一方,Crary先生は当時フロリダ大学の言語部門の主任をされていてGroher先生とは,半年に1回,フロリダ大学でカンファレンスを行っており,大学まで片道約2時間の道のりを私がGroher先生の愛車を運転しながら,慣れない英会話と右側通行に随分と神経を使ったことを懐かしく思い出します.Crary先生は明るく精力的な先生で,ジョークを散りばめながら懇切丁寧にさまざまなことを教えて下さいました.私は1992年に帰国し,翌1993年からほぼ毎年米国嚥下障害学会に参加し,学会期間中はGroher先生,Crary先生と夕食をともにしながら嚥下に関してはもちろん時事問題に至るさまざまなトピックについて楽しく学ばせて頂きました.
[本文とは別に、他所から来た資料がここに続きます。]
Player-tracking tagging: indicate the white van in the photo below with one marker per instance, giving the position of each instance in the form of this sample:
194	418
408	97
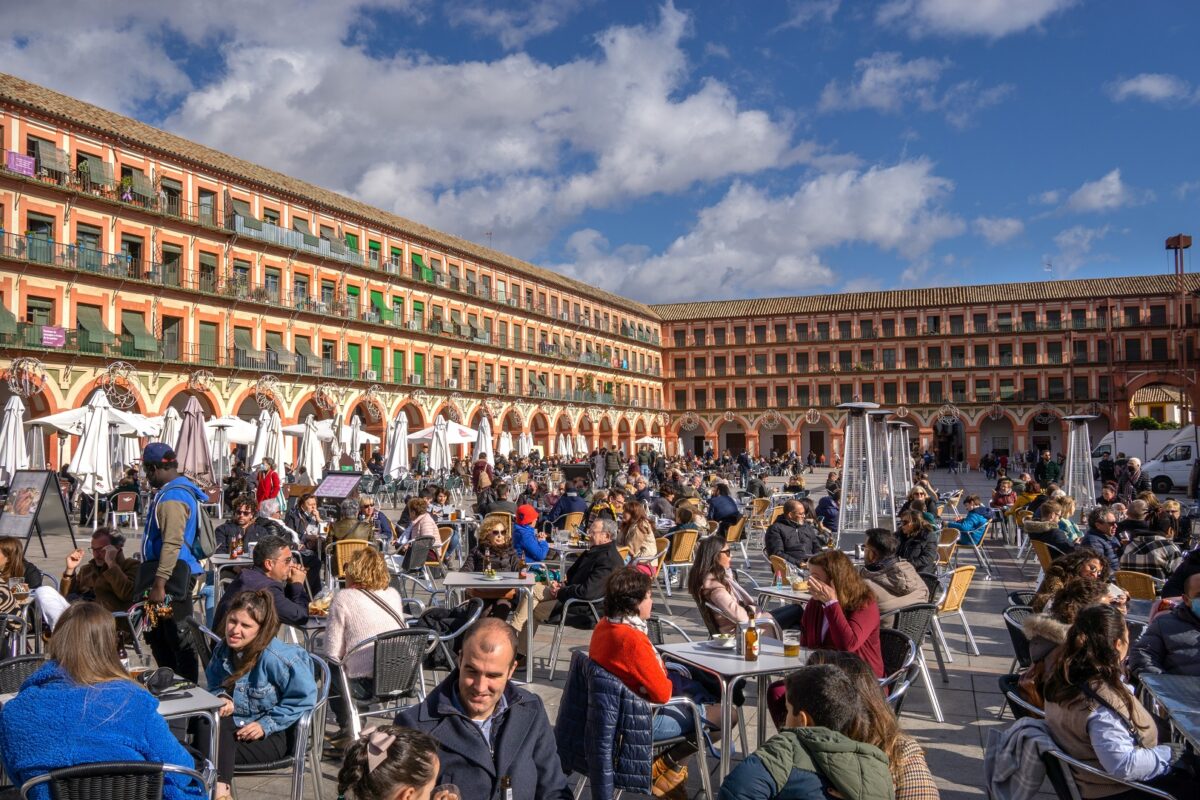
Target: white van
1173	467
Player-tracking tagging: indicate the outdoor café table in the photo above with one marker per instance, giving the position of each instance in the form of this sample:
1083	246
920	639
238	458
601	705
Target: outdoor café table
219	564
730	667
460	582
1179	697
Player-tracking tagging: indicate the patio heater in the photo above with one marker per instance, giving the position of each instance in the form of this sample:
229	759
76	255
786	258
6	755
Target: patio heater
881	458
900	451
859	492
1079	482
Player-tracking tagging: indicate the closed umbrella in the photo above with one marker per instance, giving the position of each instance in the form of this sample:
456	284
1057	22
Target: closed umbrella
312	451
396	464
196	461
439	447
484	443
171	425
13	455
35	446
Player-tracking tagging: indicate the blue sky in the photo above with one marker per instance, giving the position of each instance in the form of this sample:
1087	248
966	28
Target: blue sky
689	150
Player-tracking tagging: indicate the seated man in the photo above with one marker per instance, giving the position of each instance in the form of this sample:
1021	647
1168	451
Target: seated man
486	726
107	578
1045	529
1150	551
815	750
1171	642
972	525
894	582
277	573
585	578
791	537
245	525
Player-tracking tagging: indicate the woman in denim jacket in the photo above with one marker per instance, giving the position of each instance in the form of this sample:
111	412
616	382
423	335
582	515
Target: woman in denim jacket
267	687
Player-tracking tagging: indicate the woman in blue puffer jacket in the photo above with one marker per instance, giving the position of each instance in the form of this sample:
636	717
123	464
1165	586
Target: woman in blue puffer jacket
972	525
267	686
82	707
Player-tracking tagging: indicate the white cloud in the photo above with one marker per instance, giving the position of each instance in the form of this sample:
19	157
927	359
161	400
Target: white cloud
886	83
988	18
1152	88
1075	247
753	242
516	25
1107	193
802	12
997	230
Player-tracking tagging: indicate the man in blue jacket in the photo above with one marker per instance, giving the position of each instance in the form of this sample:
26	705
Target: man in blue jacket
167	557
487	727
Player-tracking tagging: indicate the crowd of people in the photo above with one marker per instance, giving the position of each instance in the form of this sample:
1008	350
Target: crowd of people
481	732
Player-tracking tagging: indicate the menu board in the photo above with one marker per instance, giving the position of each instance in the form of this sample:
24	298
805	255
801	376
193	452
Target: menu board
35	505
339	486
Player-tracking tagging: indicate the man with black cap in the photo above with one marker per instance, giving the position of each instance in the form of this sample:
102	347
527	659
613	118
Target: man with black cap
171	530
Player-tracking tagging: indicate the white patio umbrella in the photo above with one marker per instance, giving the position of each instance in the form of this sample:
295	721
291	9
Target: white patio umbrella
90	463
13	455
439	447
396	464
35	446
484	443
169	433
312	452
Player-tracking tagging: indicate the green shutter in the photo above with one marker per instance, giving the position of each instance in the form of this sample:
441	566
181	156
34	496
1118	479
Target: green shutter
381	305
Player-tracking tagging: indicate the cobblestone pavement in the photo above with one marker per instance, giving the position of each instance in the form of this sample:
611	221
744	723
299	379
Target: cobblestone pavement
970	702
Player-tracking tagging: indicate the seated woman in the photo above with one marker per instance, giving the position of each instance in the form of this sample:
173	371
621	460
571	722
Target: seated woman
1095	716
880	727
390	763
495	549
973	524
267	686
83	707
369	606
621	645
711	581
636	531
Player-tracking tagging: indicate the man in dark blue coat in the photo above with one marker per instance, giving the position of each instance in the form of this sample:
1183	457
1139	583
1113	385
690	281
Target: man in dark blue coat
487	727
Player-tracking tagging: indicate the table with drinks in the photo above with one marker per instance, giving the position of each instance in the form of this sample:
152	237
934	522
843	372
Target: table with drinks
461	582
731	666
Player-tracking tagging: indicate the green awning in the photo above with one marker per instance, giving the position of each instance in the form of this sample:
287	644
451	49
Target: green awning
143	340
381	305
275	344
243	342
89	319
7	320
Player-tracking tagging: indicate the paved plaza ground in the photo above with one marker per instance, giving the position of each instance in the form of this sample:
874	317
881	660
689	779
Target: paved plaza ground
970	701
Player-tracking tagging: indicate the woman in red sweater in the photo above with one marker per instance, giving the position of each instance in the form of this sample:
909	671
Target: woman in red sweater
619	644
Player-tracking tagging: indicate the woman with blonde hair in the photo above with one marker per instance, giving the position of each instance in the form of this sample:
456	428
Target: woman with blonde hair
369	606
82	705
日本にいても,お二人とはメールで頻繁に意見交換を行っていますが,原著第1版のご執筆中から最高水準の専門書を書いていると何度も情報をいただき,ときには日本の情報をお尋ねになり,原著第1版の訳本を刊行することについては原著が米国で発刊される前よりお話を頂いていました.
発刊された原著を手にしたとき,とにかくその充実した内容に圧倒されました.嚥下障害に関わる各医療職の役割,治療の流れなどの解説,解剖と正常機能,新生児・小児の正常嚥下・発達・嚥下障害,嚥下障害の原因と特徴,臨床評価法,専門機器を用いた評価法,治療法の選択法,実際の治療法,科学的根拠の重要性などについて,最新の情報と豊富な実例を提示しながら丁寧に解説が加えられ,また各章ごとに学習目標も提示されていました.これからこの分野を学ぼうとする学生からベテランの臨床家まで,嚥下障害に携わるすべての方にとって必読の教科書であると確信しました.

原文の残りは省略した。